Results: With the growth of piRNA-disease association data, it is possible to design a more complex machine learning method to solve this problem. In this study, we propose a computational method called iPiDA-GCN for piRNA-disease association identification based on graph convolutional networks (GCNs). The iPiDA-GCN predictor constructs the graphs based on piRNA sequence information, disease semantic information and known piRNA-disease associations. Two GCNs (Asso-GCN and Sim-GCN) are used to extract the features of both piRNAs and diseases by capturing the association patterns from piRNA-disease interaction network and two similarity networks, respectively. Performing GCNs on these networks can capture complex network structure information, and learn discriminative features. Finally, the full connection networks and inner production are utilized as the output module to predict piRNA-disease association scores.The flowchart of GraLTR-LDA model is shown in Fig.1

iPiDA-GCN web server
Fig.1 The framework of iPiDA-GCN (a) Heterogeneous network construction (Fig. 1A).
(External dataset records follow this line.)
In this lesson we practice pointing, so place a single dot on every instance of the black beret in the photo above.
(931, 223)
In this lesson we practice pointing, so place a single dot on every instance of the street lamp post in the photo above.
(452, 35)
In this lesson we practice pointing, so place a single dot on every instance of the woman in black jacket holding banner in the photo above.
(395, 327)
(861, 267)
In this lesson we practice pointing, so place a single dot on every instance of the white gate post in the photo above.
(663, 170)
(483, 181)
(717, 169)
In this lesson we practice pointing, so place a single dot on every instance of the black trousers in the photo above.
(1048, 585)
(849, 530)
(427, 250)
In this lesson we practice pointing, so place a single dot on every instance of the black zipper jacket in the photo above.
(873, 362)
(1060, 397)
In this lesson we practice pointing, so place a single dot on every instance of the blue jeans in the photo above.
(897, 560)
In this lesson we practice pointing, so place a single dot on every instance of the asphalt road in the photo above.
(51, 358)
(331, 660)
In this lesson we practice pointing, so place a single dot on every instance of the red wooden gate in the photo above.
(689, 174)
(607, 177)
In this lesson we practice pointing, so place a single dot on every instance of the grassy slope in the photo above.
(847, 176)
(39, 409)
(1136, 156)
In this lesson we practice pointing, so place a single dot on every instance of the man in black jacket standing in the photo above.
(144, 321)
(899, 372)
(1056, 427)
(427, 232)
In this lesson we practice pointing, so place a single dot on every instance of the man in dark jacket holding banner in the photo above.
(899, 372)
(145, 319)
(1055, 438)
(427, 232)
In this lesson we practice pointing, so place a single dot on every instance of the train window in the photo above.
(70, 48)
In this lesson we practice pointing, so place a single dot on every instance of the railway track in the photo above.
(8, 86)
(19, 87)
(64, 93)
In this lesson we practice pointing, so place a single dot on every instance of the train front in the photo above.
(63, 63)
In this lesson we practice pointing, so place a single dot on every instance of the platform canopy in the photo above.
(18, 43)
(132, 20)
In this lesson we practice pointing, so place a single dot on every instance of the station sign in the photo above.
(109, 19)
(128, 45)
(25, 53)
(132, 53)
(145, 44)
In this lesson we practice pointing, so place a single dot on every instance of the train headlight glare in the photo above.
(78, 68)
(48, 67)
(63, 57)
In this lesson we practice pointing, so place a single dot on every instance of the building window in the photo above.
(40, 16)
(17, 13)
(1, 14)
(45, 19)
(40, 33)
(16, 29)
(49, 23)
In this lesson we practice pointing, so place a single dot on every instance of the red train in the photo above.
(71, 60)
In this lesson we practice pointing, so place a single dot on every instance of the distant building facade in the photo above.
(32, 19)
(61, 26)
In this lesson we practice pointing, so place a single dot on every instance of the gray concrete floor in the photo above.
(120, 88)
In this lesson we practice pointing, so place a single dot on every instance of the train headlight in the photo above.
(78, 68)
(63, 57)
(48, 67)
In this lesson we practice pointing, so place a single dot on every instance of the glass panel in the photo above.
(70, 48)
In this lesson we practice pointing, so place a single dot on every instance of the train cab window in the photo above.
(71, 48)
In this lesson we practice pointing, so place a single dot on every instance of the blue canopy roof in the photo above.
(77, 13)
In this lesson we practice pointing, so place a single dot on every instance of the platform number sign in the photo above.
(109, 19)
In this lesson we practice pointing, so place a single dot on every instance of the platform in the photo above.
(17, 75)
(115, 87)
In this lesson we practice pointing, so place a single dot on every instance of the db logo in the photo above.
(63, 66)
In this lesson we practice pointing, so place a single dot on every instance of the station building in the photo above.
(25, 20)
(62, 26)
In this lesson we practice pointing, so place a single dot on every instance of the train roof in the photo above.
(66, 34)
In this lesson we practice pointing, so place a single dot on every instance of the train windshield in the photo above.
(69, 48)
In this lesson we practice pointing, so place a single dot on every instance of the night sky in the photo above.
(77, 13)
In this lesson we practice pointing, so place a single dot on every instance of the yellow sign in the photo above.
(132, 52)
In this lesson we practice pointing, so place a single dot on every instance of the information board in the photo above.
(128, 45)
Three kinds of edges including piRNA-piRNA similarities, disease-disease similarities and piRNA-disease interactions are collected in the heterogeneous piRNA-disease association network. (b) GCN-based node feature extraction (Fig. 1B). “Asso-GCN” and “Sim-GCN” modules are designed to continuously learn node features from different subnetworks of piRNA-disease association network. Specifically, “Asso-GCN” captures hidden associated features of heterogeneous nodes from piRNA-disease interaction subnetwork, while “Sim-GCN” captures hidden associated features of homogeneous nodes from two similarity subnetworks. (c) Association prediction for piRNA and disease (Fig. 1C). Three fully connected layers with 400, 200 and 100 neurons are employed to learn the low-dimensional representations of piRNAs and diseases. Finally, association scores between piRNAs and diseases are computed through inner product operation.